Sales taxes are generally derided for being the most unfair. And up until 1977, even food was taxed in Washington state.

Editor’s note: The sales tax on food in Washington state was removed via Initiative. The vote was actually quite close — 54% for, 46% against. You can see the details here: ballotpedia.org/Washington_Initiative_345,_Food_Products_Sales_Tax_Exemption_Measure_(1977).

Five states don’t have sales tax at all: New Hampshire, Alaska, Oregon, Delaware, and Montana.

Income tax, by most criteria, is both the fairest and, since only high incomes are considered, on a per capita basis at least, the most productive — and the least punitive.

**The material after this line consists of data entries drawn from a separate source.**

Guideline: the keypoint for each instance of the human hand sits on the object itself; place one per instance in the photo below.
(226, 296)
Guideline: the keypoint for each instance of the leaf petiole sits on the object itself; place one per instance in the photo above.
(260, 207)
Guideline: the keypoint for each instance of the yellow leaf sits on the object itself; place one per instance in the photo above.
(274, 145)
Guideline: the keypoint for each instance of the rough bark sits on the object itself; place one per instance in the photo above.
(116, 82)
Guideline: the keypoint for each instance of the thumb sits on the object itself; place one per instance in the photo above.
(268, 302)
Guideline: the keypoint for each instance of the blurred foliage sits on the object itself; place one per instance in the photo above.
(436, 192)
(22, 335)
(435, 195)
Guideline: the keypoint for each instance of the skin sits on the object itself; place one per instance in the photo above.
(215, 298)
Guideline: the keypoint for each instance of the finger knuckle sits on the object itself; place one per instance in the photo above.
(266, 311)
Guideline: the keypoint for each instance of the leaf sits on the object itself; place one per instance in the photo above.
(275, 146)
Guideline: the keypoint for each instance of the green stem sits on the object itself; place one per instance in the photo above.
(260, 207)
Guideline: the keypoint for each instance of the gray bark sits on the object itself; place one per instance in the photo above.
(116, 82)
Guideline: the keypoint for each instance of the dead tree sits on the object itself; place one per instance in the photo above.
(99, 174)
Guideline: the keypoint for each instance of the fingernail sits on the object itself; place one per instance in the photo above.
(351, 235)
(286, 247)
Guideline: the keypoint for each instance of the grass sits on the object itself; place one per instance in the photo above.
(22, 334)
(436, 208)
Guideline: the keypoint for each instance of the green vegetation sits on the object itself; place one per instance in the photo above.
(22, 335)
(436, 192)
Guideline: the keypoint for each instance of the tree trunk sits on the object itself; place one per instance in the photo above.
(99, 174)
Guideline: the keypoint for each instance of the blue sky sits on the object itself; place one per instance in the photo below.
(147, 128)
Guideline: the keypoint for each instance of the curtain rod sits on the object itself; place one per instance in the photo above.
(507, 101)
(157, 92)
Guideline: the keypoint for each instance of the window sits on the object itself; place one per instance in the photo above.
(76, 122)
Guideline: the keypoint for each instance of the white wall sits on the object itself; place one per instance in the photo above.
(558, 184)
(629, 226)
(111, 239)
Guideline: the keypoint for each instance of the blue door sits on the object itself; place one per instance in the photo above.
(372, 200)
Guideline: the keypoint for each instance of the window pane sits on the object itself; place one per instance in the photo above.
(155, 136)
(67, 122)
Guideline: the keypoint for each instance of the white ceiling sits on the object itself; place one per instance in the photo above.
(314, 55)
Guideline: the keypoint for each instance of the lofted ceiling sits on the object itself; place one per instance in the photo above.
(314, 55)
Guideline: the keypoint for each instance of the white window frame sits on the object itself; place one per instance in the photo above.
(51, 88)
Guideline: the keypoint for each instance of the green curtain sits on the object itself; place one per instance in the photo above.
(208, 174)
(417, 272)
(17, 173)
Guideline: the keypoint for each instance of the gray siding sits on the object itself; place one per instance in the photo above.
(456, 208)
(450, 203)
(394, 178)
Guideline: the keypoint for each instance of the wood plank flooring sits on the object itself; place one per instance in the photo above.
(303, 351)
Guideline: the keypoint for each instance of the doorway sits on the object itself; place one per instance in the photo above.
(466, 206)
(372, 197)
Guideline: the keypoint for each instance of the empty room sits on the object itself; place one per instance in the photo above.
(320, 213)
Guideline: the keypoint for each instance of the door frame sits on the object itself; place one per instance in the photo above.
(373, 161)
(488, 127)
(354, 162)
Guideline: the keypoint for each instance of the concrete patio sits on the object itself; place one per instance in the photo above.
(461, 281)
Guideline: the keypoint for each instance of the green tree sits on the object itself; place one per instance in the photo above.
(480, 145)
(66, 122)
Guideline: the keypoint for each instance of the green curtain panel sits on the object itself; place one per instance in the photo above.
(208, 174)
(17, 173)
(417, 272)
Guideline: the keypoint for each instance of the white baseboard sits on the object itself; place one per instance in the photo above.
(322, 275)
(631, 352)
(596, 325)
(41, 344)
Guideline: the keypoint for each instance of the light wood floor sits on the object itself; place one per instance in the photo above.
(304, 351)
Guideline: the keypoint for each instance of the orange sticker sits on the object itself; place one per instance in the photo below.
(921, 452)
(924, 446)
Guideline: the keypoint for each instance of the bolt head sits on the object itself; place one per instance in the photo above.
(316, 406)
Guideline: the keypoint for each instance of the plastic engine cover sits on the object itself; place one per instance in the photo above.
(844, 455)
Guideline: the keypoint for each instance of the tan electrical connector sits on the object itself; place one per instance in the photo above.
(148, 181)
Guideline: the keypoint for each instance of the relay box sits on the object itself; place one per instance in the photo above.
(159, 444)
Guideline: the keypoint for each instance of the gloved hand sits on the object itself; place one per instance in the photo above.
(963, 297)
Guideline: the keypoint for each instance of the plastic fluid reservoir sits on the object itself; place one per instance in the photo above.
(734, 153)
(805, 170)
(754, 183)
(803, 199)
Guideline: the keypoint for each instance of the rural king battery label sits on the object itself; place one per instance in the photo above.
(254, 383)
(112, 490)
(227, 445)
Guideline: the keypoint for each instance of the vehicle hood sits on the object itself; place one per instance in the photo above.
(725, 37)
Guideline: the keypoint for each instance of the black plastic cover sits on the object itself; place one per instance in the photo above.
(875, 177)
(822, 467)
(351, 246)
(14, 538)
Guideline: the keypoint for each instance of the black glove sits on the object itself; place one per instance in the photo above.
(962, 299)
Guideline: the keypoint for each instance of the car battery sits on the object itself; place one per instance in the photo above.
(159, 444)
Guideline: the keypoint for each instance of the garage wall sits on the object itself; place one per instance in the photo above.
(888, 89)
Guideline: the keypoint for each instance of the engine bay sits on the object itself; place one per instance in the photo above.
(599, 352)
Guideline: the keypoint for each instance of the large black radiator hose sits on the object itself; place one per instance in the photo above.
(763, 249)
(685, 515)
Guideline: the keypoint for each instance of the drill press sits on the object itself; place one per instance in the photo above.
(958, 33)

Nine states — Alaska, Florida, Nevada, New Hampshire, South Dakota, Tennessee, Texas, Washington and Wyoming — have no income taxes.

Alaska has very low state and local taxes overall, mostly thanks to taxes on extractive industries – especially oil and mining companies. New York state residents have a high burden because of combined income tax, sales tax and property taxes.

By most criteria, Washington state has had the most regressive tax code in the country.

The state legislature has been considering a ban on any future consideration of a state income tax.

Voters in the state have vetoed income tax proposals several times since 1933, according to the Washington Secretary of State.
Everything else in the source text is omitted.